On 2/7/2024 10:30 AM, Paul E. McKenney wrote:
> On Wed, Feb 07, 2024 at 08:52:35AM -0800, Breno Leitao wrote:
>> Commit 344da544f177 ("x86/nmi: Print reasons why backtrace NMIs are
>> ignored") creates a super nice framework to diagnose NMIs.
>>
>> Every time nmi_exc() is called, it increments a per_cpu counter
>> (nsp->idt_nmi_seq). At its exit, it also increments the same counter.
>> Looking at this counter, you can see how many times that function was
>> called (dividing by 2), and, if the function is still being executed, by
>> checking the idt_nmi_seq's last bit.
>>
>> On the check side (nmi_backtrace_stall_check()), that variable is
>> queried to check if the NMI is still being executed, but, there is a
>> mistake in the bitwise operation.
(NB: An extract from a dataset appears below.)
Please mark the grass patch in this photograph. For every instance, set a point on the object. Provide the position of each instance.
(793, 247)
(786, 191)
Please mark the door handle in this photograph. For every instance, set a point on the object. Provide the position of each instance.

That code wants to check if the last
>> bit of the idt_nmi_seq is set or not, but, does the opposite, and check
>> for all the other bits, which will always be true after the first
>> exc_nmi() executed successfully.
>>
>> This appends the misleading string to the dump "(CPU currently in NMI
>> handler function)"
>>
>> Fix it by checking the last bit, and if it is set, append the string.
>>
>> Fixes: 344da544f177 ("x86/nmi: Print reasons why backtrace NMIs are ignored")
>> Signed-off-by: Breno Leitao <leitao@debian.org>
> 
> If someone else is taking this:
> 
> Reviewed-by: Paul E. McKenney <paulmck@kernel.org>
> 
> (I am queueing it for testing in any case.)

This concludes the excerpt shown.